I think that's one of the things that particularly hits the right spot for me with the show: the fact that for all of the grand political scope, these events are the direct results of characters' choices playing out over time.

It's a shame, really, that this show is so uneven, because the good parts are so very good, and it's easy enough to imagine how brilliant the same story in the hands of a more well-rounded writing staff and more capable actors might have been.
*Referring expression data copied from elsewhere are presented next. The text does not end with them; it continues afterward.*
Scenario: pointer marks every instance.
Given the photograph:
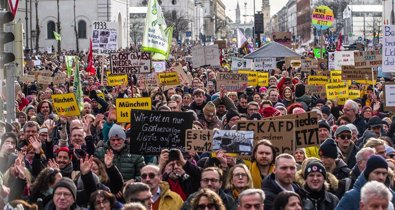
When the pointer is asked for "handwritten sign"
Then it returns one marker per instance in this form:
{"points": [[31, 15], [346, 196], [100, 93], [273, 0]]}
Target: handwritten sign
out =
{"points": [[154, 131], [198, 140]]}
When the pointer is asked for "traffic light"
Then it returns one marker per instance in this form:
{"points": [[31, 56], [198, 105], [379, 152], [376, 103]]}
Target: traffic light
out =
{"points": [[6, 38]]}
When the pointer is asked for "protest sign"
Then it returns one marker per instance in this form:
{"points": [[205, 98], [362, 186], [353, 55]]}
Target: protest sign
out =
{"points": [[130, 63], [168, 78], [104, 37], [354, 94], [241, 63], [264, 64], [198, 140], [252, 77], [336, 90], [367, 59], [125, 106], [317, 80], [389, 48], [336, 76], [65, 105], [343, 58], [389, 97], [232, 81], [232, 141], [154, 131], [263, 79], [280, 132], [117, 80]]}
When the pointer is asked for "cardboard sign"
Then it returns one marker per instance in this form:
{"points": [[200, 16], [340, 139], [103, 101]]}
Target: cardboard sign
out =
{"points": [[317, 80], [354, 94], [130, 63], [117, 80], [263, 79], [368, 59], [65, 105], [336, 90], [198, 140], [232, 81], [232, 141], [281, 133], [168, 78], [252, 77], [306, 128], [154, 131], [351, 73], [126, 105]]}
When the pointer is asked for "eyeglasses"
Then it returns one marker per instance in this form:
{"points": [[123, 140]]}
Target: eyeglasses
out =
{"points": [[204, 206], [239, 175], [206, 180], [150, 175], [344, 137]]}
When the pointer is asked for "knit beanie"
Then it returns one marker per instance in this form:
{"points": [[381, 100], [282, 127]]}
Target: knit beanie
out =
{"points": [[314, 166], [209, 109], [69, 184], [374, 162], [328, 148], [118, 131]]}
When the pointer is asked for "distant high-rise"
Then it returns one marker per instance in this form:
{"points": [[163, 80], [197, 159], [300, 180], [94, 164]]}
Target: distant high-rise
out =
{"points": [[237, 13], [266, 14]]}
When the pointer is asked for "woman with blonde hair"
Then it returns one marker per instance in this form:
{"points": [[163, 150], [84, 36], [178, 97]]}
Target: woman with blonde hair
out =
{"points": [[238, 179], [207, 199]]}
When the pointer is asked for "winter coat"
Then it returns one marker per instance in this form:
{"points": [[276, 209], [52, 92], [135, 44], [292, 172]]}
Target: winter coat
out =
{"points": [[350, 200], [271, 189], [128, 164]]}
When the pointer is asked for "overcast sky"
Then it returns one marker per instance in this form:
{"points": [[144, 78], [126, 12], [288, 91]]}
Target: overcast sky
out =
{"points": [[275, 6]]}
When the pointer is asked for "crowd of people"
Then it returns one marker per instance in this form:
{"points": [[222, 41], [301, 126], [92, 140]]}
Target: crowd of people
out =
{"points": [[49, 161]]}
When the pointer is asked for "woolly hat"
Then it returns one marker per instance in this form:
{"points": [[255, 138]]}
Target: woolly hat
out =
{"points": [[314, 166], [209, 109], [270, 112], [328, 148], [374, 162], [69, 184], [118, 131]]}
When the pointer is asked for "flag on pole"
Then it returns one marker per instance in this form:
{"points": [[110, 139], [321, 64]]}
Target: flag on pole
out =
{"points": [[90, 68], [77, 85], [155, 38], [57, 36], [69, 60]]}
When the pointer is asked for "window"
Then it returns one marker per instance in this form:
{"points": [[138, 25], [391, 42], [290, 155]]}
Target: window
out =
{"points": [[81, 29], [50, 29]]}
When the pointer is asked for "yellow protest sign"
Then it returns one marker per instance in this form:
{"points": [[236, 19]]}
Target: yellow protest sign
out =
{"points": [[317, 80], [263, 79], [354, 94], [252, 76], [65, 104], [168, 78], [125, 106], [336, 90], [116, 80], [336, 76]]}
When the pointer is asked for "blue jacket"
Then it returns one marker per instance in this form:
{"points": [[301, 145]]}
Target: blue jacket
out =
{"points": [[350, 200]]}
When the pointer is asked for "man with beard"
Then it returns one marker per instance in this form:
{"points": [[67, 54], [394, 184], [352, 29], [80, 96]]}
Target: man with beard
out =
{"points": [[346, 145], [280, 180], [162, 197], [262, 161], [316, 195]]}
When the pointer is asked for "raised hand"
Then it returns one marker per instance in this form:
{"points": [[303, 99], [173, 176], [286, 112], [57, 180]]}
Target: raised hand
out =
{"points": [[108, 158]]}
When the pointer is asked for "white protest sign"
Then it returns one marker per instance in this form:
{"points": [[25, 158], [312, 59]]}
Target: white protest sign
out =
{"points": [[389, 48], [104, 37]]}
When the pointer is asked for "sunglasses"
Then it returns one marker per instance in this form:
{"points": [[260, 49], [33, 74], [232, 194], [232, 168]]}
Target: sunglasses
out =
{"points": [[344, 137], [204, 206], [150, 175]]}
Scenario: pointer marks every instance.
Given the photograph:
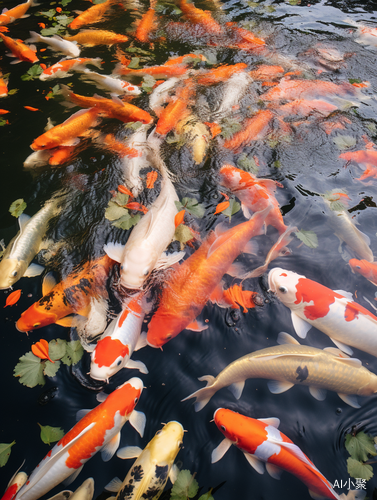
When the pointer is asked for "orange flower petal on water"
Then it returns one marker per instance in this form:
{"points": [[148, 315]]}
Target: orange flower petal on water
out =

Yeah, subtlety is definitely not one of JMS's strong suits, and he never passes up the opportunity to use a cliche. (Watching with cofax7 is particularly hilarious because she calls out half the dialogue before the characters say it; she has an excellent nose for predictable cliche.) I've been mulling over why the non-human characters seem to work better than the human ones do, and part of that is definitely the acting, but I also think the characters work best when their place in the arc is unified with their personality traits. So Londo the conflicted Rasputin, G'Kar the noble rebel, and Delenn the peacemaker come across as relatively well-realized, while Sheridan is patchy (he doesn't quite click in either military leader or Leader of Light roles) and Stephen, who has to be Generic Technological Problem-Solving Guy but doesn't really have a place in that arc, doesn't work at all. Garibaldi and Ivanova don't have a huge place in the arc either, but they have extremely well-defined roles on the station to ground them; for all of Michael O'Hare's awful non-acting, Sinclair also had a very sharply defined part in the arc.

I'm looking forward to season 3 too! Especially because I'm hoping that the DVD menus don't feature the characters morphing into one another. That's deeply creepy.